At college (Ricks College, which really dates me!), one of the oddest controversies I encountered dealt with students complaining that the DJs were playing a filthy, dirty song about sex at every dance. Now, I have no complaints about people actually complaining about songs that are actually and explicitly about sex, but this one was a bizarre one: “Life is a Highway” by Tom Cochrane (this also dates me, since most people are more familiar with the recent Rascal Flatts in the Pixar Cars movie).
A couple of my roommates were actually going on a rant about what a horrible, awful, terrible, bad, no good song this was and the college really should crack down on that.

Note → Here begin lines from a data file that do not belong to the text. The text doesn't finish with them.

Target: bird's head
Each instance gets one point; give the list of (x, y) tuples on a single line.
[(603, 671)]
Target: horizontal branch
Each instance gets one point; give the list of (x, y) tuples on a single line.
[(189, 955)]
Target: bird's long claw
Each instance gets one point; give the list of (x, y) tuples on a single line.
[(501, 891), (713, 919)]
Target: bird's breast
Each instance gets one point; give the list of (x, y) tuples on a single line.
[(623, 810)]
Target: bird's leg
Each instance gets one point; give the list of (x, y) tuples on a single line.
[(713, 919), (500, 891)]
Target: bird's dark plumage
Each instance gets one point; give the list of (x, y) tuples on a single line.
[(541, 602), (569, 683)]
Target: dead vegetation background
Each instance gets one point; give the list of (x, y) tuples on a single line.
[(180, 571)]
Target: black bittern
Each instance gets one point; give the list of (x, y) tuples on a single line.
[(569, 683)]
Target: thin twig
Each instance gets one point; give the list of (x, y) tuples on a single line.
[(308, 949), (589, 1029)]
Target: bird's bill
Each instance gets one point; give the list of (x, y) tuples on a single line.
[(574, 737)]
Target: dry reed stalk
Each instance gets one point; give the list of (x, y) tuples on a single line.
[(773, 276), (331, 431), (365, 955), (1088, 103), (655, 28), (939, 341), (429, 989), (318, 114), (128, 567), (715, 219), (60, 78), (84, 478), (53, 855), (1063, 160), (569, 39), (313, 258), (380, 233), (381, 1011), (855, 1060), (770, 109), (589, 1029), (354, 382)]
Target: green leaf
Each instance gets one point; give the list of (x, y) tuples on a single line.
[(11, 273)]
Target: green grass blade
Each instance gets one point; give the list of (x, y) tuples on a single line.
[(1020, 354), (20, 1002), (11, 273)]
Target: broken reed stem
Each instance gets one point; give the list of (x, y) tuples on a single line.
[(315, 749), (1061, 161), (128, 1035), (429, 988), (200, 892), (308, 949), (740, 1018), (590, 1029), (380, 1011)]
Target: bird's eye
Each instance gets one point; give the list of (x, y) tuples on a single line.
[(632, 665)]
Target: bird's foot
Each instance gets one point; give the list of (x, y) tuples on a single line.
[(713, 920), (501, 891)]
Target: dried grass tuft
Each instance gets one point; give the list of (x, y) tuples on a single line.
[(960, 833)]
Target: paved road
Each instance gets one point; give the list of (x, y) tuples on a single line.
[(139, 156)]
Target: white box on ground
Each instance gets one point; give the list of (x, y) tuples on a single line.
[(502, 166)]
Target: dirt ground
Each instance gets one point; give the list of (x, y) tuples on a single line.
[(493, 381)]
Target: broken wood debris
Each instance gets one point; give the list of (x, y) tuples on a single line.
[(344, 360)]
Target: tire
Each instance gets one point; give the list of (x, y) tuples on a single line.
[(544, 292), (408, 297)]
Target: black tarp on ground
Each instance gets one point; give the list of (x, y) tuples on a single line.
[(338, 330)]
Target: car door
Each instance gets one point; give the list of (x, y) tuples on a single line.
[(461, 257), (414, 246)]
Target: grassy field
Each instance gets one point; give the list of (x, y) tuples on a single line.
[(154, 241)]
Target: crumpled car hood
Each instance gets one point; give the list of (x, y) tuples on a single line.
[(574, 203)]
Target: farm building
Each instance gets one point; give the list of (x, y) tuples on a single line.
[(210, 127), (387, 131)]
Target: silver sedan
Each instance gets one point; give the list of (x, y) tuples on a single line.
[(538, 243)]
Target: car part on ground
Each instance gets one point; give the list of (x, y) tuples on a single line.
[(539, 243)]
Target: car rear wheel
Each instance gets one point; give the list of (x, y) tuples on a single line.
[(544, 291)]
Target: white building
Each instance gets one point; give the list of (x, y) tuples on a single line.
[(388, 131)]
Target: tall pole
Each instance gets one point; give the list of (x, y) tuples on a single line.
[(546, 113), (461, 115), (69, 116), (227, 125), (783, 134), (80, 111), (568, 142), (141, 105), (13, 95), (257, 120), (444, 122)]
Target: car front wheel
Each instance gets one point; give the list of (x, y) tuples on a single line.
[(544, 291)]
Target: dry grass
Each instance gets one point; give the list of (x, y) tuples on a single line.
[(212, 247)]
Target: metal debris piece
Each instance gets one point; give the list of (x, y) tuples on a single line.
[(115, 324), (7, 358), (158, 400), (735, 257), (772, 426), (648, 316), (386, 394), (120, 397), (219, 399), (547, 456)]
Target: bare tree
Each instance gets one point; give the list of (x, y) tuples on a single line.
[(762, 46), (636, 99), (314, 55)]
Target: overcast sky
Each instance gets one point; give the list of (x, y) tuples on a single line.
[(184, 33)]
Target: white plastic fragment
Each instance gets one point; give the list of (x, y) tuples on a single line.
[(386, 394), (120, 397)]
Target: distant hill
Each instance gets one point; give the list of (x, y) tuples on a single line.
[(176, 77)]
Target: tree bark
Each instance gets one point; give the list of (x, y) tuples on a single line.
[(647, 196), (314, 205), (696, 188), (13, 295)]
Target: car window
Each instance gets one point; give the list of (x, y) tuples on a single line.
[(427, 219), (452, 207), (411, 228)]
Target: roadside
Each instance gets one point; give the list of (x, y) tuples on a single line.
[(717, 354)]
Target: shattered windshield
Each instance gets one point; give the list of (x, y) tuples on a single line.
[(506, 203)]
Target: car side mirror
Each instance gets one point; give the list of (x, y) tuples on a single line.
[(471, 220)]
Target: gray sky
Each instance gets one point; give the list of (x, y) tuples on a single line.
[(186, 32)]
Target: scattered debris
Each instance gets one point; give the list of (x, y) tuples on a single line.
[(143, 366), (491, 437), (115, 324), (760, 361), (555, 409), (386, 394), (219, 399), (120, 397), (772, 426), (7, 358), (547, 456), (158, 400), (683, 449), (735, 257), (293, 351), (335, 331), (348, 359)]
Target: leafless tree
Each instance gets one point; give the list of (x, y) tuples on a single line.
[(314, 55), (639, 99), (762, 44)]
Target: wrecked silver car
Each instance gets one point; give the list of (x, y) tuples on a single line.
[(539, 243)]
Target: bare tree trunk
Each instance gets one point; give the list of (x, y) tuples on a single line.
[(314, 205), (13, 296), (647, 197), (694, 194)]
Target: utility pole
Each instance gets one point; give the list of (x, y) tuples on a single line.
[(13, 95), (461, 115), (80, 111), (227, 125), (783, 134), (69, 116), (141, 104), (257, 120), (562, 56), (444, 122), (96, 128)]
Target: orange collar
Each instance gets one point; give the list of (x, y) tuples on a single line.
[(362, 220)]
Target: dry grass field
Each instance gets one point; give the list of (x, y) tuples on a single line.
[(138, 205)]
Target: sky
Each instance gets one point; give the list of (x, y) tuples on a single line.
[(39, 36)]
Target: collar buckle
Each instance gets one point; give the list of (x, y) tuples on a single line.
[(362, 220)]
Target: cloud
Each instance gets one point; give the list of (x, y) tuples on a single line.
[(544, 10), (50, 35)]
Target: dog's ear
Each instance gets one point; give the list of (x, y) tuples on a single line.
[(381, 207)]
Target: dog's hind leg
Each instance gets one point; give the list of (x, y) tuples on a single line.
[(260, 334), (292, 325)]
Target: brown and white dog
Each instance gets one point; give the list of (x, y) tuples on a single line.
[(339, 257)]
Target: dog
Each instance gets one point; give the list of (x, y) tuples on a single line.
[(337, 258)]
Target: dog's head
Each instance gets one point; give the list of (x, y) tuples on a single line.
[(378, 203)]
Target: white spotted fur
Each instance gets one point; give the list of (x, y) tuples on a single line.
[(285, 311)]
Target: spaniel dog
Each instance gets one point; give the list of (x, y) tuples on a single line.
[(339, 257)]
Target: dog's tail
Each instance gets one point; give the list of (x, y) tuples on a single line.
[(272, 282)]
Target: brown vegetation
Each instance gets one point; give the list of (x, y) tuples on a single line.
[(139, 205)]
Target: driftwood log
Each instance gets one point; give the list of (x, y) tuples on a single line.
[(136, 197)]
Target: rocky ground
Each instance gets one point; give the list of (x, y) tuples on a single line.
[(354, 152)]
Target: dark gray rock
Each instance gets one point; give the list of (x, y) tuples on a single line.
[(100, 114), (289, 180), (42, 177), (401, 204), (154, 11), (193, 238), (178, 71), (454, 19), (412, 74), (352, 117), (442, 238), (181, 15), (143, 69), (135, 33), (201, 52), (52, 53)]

I asked them why they thought it was such a terrible song; they refused to explain it to me, telling me I must be too naive to understand the real meaning behind the song. The only hint they gave was that the phrase “all night long” should make it obvious.
Now, this, to me, is an overzealousness to find sin in others. Sometimes we spend too much time looking for sin, for things to condemn, we start seeing that sin where it really isn’t – and that itself can be a sin.
However, while finding sex and drugs and whatnot else in places they really don’t exist (and frankly, there are enough songs that deserve condemnation, forcing such a reading on otherwise good songs is foolishness) is a problem on the more conservative end of the Mormon spectrum, I find the more liberal end has its own fair share of such looking for sins that aren’t really there.
The more liberal students I knew would often mock conservative students for such idiocy, but then turn around and insist on seeing racism and sexism in places it wasn’t apparent (dog whistles, subtle meanings, etc.). That, to me, is just as foolish and, yes, sinful.
Some mock and ridicule people who like to focus on the positives of church culture and defend it against people who (seem to) see mostly things to condemn as claiming “all is well in Zion.”
But claiming “pretty much everything stinks in Zion” is just as wrongheaded.